Alisha Rahaman SarkarNov 15, 2022 4:51 am
PM risks angering Tory MPs by withdrawing Truss’ defense pledge
Prime Minister Rishi Sunak has embarked on a collision course with defensive hawks in his own Conservative Party by refusing to commit to increasing military spending to 3 percent of GDP in this week’s autumn statement.
Mr Sunak dismissed warnings that a retreat from his predecessor Liz Truss’ target would be seen by Russian President Vladimir Putin as a sign of weakness at a time when the West is backing Ukraine’s resistance to his invasion.

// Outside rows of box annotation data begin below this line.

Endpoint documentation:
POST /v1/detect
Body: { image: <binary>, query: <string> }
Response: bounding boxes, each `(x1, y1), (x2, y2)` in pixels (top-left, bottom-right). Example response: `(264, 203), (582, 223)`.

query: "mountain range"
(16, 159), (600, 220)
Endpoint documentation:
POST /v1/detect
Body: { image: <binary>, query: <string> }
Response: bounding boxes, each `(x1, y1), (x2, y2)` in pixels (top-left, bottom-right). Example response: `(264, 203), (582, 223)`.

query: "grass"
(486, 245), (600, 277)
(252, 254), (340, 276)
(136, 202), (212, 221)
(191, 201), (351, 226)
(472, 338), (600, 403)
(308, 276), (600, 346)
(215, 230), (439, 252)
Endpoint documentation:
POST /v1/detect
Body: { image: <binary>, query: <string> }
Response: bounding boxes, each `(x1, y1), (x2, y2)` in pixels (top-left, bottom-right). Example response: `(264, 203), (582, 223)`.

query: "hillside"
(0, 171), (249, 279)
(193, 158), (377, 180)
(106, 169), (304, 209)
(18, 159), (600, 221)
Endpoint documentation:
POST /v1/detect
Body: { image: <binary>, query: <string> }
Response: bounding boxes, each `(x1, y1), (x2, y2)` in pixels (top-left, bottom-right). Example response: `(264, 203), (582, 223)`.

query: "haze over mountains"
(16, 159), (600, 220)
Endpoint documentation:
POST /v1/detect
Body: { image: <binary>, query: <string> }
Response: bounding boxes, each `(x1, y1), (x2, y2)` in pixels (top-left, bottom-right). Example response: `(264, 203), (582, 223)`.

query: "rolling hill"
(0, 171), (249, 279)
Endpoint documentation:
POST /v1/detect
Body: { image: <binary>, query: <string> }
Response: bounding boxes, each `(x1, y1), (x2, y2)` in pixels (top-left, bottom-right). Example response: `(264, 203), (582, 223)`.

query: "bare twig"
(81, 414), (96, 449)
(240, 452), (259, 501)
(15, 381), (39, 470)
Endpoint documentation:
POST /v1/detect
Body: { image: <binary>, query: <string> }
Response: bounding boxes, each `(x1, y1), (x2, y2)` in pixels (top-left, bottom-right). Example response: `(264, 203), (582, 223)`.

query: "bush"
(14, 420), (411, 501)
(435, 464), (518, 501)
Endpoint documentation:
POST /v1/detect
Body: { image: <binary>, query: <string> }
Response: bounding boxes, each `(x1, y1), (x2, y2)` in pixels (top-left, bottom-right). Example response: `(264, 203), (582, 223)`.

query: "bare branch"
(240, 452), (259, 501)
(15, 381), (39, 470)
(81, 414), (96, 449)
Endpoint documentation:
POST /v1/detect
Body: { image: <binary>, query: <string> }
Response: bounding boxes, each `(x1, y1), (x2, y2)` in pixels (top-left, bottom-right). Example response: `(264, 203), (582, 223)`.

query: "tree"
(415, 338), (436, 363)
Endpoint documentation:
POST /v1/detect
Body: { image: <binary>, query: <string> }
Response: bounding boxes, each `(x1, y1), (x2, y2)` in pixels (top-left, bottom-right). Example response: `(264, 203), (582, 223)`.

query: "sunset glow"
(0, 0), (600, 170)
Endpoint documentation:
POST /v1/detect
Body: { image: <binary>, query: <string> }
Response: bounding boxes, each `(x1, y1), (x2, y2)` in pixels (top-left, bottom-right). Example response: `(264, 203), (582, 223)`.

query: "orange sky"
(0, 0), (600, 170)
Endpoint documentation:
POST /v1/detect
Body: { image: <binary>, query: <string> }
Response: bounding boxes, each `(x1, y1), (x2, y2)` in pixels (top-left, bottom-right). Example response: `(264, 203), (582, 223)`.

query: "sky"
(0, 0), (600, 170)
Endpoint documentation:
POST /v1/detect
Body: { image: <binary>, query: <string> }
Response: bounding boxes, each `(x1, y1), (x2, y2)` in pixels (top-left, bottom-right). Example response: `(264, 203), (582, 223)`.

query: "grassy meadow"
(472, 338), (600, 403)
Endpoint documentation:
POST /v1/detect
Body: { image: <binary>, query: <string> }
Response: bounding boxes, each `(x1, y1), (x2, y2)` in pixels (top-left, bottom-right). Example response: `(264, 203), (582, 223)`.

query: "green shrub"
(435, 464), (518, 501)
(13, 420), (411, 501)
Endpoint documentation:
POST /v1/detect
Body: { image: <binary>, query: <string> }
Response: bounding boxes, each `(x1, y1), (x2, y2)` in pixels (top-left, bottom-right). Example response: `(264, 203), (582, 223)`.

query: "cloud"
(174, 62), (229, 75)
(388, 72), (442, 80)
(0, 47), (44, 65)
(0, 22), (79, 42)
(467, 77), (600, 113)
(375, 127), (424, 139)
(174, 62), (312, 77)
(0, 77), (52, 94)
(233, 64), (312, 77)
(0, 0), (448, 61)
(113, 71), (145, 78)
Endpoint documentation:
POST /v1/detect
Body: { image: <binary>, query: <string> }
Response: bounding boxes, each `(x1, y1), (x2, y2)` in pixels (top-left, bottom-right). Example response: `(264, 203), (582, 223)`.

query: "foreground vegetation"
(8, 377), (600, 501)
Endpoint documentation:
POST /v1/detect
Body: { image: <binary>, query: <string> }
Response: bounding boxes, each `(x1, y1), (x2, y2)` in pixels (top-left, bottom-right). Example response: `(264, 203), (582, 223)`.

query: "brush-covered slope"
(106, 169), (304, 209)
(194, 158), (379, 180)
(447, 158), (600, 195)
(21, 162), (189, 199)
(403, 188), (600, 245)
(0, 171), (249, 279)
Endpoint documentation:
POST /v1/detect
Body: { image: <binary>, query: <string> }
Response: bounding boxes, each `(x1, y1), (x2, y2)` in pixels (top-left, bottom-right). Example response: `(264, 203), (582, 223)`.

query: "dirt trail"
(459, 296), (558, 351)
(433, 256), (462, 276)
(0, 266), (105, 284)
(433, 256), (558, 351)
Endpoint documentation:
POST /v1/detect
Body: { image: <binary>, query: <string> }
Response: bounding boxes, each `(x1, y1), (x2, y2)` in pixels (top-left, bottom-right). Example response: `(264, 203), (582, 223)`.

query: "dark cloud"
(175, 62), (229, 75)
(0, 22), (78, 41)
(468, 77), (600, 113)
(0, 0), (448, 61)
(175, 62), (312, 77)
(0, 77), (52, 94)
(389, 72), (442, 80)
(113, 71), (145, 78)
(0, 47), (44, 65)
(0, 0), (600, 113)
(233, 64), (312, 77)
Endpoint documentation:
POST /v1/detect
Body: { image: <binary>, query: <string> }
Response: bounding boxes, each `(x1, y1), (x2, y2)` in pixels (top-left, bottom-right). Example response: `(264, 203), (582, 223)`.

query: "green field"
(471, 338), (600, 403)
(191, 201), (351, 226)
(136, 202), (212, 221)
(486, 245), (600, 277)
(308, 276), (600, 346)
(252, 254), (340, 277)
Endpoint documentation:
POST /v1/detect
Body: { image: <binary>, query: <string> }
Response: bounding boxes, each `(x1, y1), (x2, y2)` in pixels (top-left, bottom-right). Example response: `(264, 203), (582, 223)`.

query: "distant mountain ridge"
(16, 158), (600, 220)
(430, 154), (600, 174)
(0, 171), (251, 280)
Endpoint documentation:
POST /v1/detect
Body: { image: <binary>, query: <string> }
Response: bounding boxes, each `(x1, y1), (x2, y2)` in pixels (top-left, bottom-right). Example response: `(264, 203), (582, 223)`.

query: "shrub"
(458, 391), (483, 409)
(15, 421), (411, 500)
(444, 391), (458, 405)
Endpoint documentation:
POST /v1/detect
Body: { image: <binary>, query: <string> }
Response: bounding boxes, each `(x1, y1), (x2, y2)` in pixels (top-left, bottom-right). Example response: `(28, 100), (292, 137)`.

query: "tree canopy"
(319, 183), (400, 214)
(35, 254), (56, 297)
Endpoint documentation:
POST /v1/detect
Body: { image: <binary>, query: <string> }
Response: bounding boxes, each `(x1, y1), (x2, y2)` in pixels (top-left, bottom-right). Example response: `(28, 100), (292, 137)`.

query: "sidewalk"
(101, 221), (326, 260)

The Prime Minister announced the award of a new £4.2bn contract to BAE Systems to build five more warships for the Royal Navy, a move he said would strengthen Britain’s ability to counter Russian aggression .
Andrew Woodcock has more.
Alisha Rahaman SarkarNov 15, 2022 4:36 am
Rishi Sunak urged increasing benefits with inflation
Prime Minister Rishi Sunak faced calls to raise all benefits in line with inflation, including those for working-age people, after hinting he would protect the “triple lockdown” on state pensions.
Ryan Shorthouse, chief executive of conservative think tank Bright Blue, said: “It is intellectually unsound to protect the value of the state pension in line with inflation but not universal credit. Either both increase with inflation, or both increase with income.”
Karl Handscomb, senior economist at the Resolution Foundation think tank, said: “As the cost of living crisis looks set to continue and potentially deepen over the next year, it is important that the Chancellor stands by the promises he made of his this summer recent predecessor, and now Prime Minister Rishi Sunak, that all benefits – for working-age families as well as pensioners – will be increased in line with prices next year.”
Andrew Woodcock and Kate Devlin report.